日記その1
日々のニュースを追うのはやめようといつも思う。前にも書いたけれど、死期の迫ったウンベルト・エーコは毎日のニュースを見ないことを決めた、と言っていた。
今はフランスでも24時間ニュース・チャンネルがあるし、ネットニュースもあるし、つい日本のネットニュースも見てしまうし、たいていは、どうにもならないことばかりなのに心が乱れる。でも、なんとなくネットサーフィンまでして、澱のように溜まっていくものもあるので、先日から、簡単に日記をつけることにした。
1週間ほど遅れでアップしていく。
2/9
日本の雑誌をネットで読むようになってから、「恐怖は魅力、怒りは娯楽」みたいな報道が多すぎるのに辟易とする。辟易とするだけなら読まなきゃいいのだけれど、「愕然」ともするので、その正体を確かめたい。世に言うポピュリズムとか反知性主義と関係があるのだろうか。また、怒りだけではなく、他人の不幸に群がるような「同情」系娯楽記事も根強い。

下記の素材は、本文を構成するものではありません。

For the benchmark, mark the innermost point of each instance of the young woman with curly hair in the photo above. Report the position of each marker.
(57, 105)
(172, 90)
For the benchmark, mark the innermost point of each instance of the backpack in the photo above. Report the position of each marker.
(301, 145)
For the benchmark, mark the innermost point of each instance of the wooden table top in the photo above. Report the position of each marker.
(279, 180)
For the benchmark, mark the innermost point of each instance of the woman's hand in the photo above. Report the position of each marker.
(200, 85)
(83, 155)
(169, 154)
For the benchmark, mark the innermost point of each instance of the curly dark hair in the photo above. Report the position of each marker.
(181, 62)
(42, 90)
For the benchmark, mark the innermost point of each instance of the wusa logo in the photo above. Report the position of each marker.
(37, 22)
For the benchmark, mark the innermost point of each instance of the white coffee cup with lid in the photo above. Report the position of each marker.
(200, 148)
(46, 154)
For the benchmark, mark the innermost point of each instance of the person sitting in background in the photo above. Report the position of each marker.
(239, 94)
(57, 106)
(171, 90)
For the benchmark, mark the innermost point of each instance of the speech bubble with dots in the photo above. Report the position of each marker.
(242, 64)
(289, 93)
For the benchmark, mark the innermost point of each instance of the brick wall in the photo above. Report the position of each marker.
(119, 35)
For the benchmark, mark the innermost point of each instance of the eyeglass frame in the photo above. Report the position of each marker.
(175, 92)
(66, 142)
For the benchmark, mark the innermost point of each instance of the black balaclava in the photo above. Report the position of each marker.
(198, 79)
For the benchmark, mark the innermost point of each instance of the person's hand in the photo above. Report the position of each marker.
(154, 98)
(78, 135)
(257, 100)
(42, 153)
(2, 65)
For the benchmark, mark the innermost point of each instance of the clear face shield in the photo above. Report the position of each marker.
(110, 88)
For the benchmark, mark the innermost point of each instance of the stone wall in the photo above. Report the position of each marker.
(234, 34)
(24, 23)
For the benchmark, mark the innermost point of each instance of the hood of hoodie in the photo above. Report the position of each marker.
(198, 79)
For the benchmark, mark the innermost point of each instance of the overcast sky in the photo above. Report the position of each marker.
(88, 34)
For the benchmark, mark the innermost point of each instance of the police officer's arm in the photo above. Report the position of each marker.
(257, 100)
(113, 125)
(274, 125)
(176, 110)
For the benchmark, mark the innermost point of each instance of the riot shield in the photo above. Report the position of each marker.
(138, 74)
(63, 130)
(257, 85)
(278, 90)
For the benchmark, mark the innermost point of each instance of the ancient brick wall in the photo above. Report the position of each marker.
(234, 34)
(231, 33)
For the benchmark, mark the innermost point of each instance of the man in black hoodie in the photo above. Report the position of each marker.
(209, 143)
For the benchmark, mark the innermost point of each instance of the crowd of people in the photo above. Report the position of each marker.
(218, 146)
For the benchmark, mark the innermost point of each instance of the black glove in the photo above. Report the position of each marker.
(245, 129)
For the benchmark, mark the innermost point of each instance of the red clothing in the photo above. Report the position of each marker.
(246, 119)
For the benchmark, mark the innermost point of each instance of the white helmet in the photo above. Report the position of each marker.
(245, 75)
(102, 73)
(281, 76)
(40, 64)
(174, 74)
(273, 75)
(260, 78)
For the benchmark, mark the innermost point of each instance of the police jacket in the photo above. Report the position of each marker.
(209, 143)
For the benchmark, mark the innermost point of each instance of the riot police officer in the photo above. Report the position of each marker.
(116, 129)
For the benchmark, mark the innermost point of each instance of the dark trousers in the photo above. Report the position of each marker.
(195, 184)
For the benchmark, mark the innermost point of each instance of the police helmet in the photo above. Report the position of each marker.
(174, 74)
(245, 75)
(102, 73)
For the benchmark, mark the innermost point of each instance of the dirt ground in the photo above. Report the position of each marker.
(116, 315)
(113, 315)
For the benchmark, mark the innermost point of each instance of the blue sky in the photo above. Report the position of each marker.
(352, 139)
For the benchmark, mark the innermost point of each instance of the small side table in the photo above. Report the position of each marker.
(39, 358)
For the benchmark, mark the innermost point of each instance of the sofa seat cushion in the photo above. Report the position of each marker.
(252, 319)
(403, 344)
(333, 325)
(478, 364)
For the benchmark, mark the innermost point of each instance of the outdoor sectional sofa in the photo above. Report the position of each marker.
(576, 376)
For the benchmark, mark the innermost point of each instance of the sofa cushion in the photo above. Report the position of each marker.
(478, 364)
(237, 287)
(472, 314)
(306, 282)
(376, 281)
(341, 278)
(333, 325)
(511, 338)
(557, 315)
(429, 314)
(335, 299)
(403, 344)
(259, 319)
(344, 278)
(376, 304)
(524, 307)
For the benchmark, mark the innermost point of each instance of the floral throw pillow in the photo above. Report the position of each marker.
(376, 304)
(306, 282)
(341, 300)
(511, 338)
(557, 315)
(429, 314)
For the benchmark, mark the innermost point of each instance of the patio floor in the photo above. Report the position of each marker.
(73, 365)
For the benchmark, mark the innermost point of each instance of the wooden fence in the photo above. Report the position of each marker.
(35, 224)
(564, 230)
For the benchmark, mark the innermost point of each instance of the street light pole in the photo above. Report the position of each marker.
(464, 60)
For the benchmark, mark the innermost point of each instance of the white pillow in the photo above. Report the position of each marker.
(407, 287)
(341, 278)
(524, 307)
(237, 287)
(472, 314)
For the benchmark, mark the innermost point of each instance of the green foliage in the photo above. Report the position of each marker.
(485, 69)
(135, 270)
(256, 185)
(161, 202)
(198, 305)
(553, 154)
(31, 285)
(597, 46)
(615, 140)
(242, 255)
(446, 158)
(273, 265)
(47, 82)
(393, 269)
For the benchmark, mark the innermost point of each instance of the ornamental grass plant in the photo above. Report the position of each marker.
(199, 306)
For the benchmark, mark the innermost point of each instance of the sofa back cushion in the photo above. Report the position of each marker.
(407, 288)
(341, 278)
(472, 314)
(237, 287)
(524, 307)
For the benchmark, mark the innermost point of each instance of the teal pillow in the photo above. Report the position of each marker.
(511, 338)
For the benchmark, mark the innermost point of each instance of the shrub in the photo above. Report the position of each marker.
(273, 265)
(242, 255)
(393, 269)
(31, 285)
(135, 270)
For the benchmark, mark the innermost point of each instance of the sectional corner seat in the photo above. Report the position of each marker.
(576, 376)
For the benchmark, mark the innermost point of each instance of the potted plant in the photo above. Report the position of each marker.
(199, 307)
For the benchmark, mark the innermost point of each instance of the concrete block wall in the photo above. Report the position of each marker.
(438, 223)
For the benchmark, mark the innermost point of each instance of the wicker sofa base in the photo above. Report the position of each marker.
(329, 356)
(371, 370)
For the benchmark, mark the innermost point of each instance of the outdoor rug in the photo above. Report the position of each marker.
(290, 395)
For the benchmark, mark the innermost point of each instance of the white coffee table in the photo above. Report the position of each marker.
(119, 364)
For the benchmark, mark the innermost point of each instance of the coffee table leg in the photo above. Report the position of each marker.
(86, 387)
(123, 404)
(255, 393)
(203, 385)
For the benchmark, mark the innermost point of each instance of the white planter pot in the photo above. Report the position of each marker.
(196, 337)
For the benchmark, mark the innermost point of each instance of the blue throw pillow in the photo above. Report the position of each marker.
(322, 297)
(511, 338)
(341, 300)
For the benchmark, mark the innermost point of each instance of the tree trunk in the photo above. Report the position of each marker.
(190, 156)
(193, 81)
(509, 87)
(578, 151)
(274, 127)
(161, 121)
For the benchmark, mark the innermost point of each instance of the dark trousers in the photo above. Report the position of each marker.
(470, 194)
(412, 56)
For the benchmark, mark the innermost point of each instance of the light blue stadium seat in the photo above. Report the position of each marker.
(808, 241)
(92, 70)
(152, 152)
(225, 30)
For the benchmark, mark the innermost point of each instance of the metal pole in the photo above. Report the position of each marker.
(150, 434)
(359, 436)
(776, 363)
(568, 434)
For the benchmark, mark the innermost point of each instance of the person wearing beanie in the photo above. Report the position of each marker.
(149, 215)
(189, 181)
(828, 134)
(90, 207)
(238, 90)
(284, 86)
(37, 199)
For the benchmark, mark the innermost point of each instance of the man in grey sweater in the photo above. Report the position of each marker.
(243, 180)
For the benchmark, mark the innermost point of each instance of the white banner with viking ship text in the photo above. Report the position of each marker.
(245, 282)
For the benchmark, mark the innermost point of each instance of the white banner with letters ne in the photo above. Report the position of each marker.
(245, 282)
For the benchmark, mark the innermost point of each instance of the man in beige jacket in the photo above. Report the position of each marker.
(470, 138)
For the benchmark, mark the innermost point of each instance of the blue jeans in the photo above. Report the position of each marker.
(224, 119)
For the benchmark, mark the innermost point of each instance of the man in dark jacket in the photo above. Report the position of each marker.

「他人の不幸は蜜の味」とか「下を通るは宝船」とかいう言葉をなんとなく思い出して、そういえばこのことを昔健康ブログに書いたなあ、と思って自分のブログを検索してみると、こういうのが出てきた。
読み直すと、とても興味深い。
この時の「共感能力」を今も維持しているかどうかと問われると、表面的には「喉元過ぎると熱さを忘れる」状態だけれど、両肩拘縮の痛みの経験は、その後、老化とか病気に対する感覚を相対化してくれた、とは思う。
(この後、この自分のブログの「つらかった時期」の記事を読み返して、それこそ、「下を通るは宝船」で、昔の自分に鼓舞された。このブログでいろんな方と連帯できたのも懐かしい。)